Farmers, he said, remained in a weak negotiating position and carry a disproportionate amount of risk in the supply chain: “Two years ago, during the Covid-19 pandemic, we witnessed huge amounts of risk passed down to dairy farmers at an alarming rate, and in 2020 the government launched a consultation on regulating dairy contracts.
“The industry responded and widely supported change, with the government announcing last year that they would regulate diary contracts under powers in the Agriculture Act. The Milk Purchasing Code, which will outline legally enforceable standards to which dairy contracts must comply, is expected to be laid before Parliament next year and will help prevent abuses of power, unfair contract clauses, and improve transparency in the supply chain.”
But Oakes said the pace of progress had been slow. At a time when input costs such as energy, fertiliser and feed remain high along with uncertainty in the market, producers remained vulnerable to unfair contract terms.

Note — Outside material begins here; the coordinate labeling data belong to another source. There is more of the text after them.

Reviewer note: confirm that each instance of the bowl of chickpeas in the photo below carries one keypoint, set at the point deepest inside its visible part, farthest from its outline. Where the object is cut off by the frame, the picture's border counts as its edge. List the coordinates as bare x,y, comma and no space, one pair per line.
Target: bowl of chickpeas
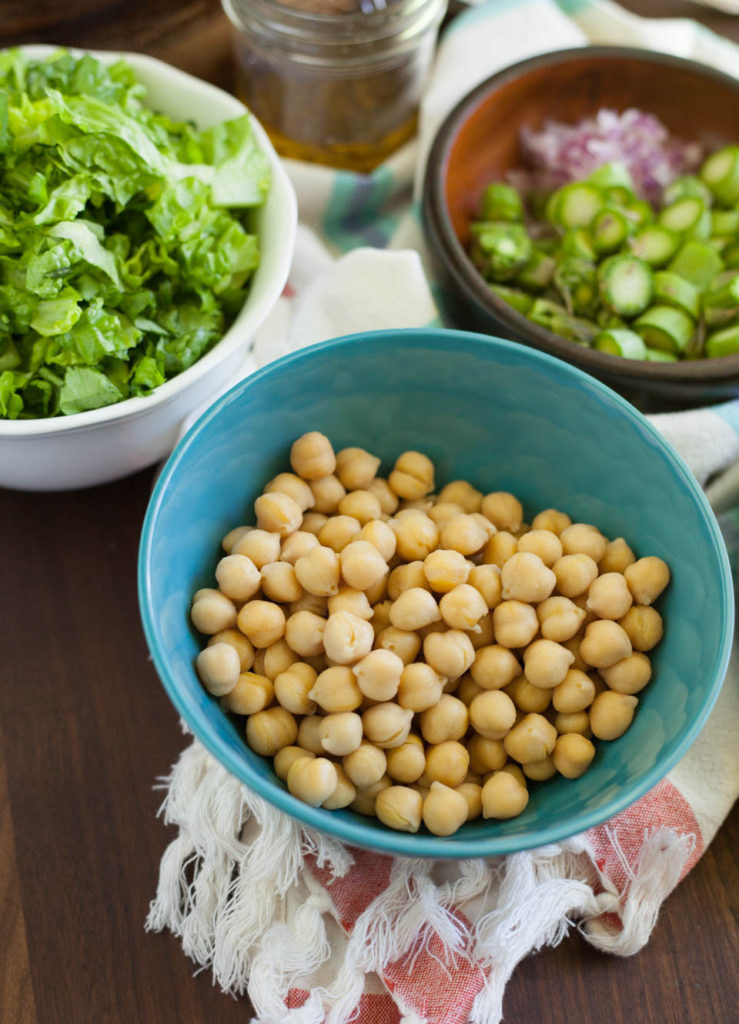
435,594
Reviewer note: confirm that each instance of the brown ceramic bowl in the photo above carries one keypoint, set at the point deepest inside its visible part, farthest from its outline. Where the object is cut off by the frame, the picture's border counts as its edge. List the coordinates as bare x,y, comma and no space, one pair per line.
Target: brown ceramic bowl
479,142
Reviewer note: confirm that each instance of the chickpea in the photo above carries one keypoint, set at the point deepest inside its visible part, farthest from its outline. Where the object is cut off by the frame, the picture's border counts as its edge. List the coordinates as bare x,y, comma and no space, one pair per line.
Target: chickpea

“Regulation of dairy contracts will be an important piece of the jigsaw to help improve the entire dairy market, not just for farmers, but for relationships all along the supply chain. It could genuinely put the dairy industry on a much more certain footing and allow us to move on from some of the issues of the past.”
The issue has been taken up by the Food Ethics Council, which has been asking farmers whether supply chains and contractual relationships are a block on positive change. Dan Crossley, executive director, said it was clear the sector needed better regulation: “We urgently need properly enforced regulation to stamp out bullying and abusive practice in the dairy sector. We also need proper support to provide dairy farmers new routes to market, including direct selling, plus incentives for those wanting to transition to fairer and more ethical dairy.”